Expatriate Owl

A politically-incorrect perspective that does not necessarily tow the party line, on various matters including but not limited to taxation, academia, government and religion.

Sunday, December 18, 2005

MTA vs. TWU: Follow-up

To follow up on the prior posting regarding the labor dispute in New York City between the Metropolitan Transportation Authority and Transport Workers Union Local 100:

The purpose of this posting is not to give a blow-by-blow account of the ongoing labor dispute, nor to parrot other blogs or news articles. Like other posts on this blog, this is nothing more or less than my own general perspective to the situation. And, like many if not most of my other posts, it is a perspective that does not comfortably fit into any typical or stereotypical niche or hole.
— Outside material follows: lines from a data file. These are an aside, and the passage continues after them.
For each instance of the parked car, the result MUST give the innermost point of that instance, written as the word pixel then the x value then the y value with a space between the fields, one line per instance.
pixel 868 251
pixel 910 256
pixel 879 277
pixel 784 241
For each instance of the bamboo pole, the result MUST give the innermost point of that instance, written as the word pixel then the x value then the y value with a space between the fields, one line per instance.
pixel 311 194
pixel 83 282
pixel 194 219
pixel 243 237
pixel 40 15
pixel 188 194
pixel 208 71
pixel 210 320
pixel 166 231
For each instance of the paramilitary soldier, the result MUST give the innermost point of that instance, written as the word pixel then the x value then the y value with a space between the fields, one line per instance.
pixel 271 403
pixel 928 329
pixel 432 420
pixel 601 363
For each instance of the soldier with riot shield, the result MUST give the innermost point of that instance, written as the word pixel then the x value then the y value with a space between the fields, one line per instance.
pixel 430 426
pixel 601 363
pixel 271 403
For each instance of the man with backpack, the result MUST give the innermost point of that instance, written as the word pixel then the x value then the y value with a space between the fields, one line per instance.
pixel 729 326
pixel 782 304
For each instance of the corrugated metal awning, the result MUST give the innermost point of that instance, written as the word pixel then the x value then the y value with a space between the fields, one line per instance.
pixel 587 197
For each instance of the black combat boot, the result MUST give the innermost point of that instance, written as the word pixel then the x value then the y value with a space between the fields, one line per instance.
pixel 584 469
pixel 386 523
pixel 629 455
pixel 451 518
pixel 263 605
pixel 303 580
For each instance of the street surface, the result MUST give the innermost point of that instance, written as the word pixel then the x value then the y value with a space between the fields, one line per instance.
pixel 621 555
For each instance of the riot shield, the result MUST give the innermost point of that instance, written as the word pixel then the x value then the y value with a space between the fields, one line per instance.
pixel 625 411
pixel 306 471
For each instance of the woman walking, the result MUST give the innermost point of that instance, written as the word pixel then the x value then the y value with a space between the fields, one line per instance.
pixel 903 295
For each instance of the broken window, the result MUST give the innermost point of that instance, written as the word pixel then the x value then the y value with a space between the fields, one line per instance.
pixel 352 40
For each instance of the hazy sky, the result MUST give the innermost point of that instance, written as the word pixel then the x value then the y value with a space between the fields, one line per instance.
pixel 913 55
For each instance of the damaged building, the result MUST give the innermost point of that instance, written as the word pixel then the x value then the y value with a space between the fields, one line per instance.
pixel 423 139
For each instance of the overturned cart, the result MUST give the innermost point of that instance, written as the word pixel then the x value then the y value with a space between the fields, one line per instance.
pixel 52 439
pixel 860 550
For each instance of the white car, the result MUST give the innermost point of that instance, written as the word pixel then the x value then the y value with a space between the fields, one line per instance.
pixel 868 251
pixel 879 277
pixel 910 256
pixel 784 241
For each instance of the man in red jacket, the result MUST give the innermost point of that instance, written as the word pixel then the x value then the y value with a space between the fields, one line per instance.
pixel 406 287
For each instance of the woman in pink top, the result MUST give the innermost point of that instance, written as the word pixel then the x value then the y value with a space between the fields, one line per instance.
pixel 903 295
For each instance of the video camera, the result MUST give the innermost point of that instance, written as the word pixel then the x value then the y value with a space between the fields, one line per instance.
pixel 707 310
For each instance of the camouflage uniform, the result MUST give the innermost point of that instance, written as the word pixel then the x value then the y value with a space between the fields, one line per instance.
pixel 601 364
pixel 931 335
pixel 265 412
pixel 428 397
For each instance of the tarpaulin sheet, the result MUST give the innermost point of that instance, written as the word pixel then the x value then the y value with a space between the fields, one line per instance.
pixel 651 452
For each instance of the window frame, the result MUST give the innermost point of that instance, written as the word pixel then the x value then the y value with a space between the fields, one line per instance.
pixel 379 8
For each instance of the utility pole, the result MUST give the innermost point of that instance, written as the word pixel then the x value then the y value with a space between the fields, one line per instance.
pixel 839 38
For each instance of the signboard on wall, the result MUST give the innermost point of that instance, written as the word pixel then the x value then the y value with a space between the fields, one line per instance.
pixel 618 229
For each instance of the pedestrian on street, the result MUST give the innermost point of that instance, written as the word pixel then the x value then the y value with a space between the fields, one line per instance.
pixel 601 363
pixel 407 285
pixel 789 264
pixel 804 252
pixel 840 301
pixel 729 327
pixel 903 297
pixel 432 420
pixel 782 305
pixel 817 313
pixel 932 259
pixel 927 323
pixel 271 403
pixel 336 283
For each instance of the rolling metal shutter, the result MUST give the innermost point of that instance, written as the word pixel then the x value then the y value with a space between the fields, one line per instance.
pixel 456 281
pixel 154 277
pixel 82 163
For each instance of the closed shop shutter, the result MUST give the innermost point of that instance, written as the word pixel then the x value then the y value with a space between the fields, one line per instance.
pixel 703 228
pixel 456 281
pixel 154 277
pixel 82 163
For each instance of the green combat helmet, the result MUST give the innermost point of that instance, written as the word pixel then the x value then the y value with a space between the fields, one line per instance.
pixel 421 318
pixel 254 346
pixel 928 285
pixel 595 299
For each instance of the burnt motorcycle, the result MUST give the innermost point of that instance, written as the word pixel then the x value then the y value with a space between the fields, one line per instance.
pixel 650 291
As a preliminary matter, I shall disclose that I have a teaching gig at a New York public educational institution, and as such, am a public employee covered by the "no strike" provision of the Taylor Law. I am also a dues-paying member of the relevant public employee union, notwithstanding my extreme philosophical and political differences with unions in general and my union in particular. So already, I do not conform to the stereotype!

And, to all you unionist and union sympathizers, don't cry too hard for the TWU! The Taylor Law, which prohibits public employees from striking, isn't totally anti-union. To the contrary, Section 208(3) of the Taylor Law allows the public employee unions to take an "agency shop fee" deduction from public employees who are not union members. So if you are a public employee in New York, the union touches your paycheck whether or not you are a member. This is legalized extortion!

There is now in effect a preliminary injunction against the a strike, violations of which would supposedly cost the TWU and its individual members beaucoup bucks. The TWU has rejected what the MTA has purported as its best and final offer, and has threatened to go on strike at 12:01 AM on Tuesday 20 December 2005.

In my prior post, I said that "[w]hat it all boils down to is which side will blink first." This assessment still holds. The Taylor Law (properly known as the Public Employees' Fair Employment Act, and codified as Article 14 of the New York Civil Service Law) was enacted in 1967, in response to the 1966 TWU strike that crippled New York City. But the Taylor Law's "no strike" provision has proven to be a farce. The TWU stopped work for 11 days in 1980, and was given amnesty for striking. So, given the historical record, there are some serious questions as to whether the consequences provided in the "no strike" provisions of the Taylor Law will really be enforced.

The pattern of late has been (A) TWU-MTA contract heading towards expiration mode; (B) TWU making noises to the effect that it may strike; (C) government gets injunction against strike, with severe financial consequences if injunction is violated; and (D) labor dispute settles, new contract inked, and cycle begins anew. This script cannot continue indefinitely. Eventually, the TWU (or, perhaps, some other public employee union in New York) will step across the line and actually strike. And when (not if) that happens, the :no strike" provisions of the Taylor Law will be put to test. If there be amnesty, as happened with the 1980 strike, then the Taylor Law will prove to be nothing more than a another piece of paper to litter the subway platforms of New York. And enforcing the provisions would entail a prolonged period of transit system dysfunction until the replacement workers sufficiently progress up the learning curve.

Do Governor Pataki and Attorney General Spitzer have the baitzim to enforce the Taylor Law? Perhaps they do, but I, for one, am not making book on it. Both George Pataki and Eliot Spitzer are lame ducks who have immediate aspirations for higher office. They may be quite reluctant to soil their hands on the mess that would accompany any serious effort to enforce the Taylor Law.

If the "no strike" provisions of the Taylor Law are not to be given serious regard, then the Taylor Law is a farce, and its continued existence will ultimately breed contempt for the rule of law and contempt for the authorities who are supposed to enforce the law.

And so, I say that the Taylor Law should be enforced. But how do I reconcile this with the fact that that my own union is now in contract negotiations, and has in fact floated the possibility of an illegal strike? This presents no real contradiction, because if the Taylor Law is not enforced, it for all intents and purposes does not exist. And if the TWU can strike with impunity, then all I ask is that my own union be extended the same courtesy.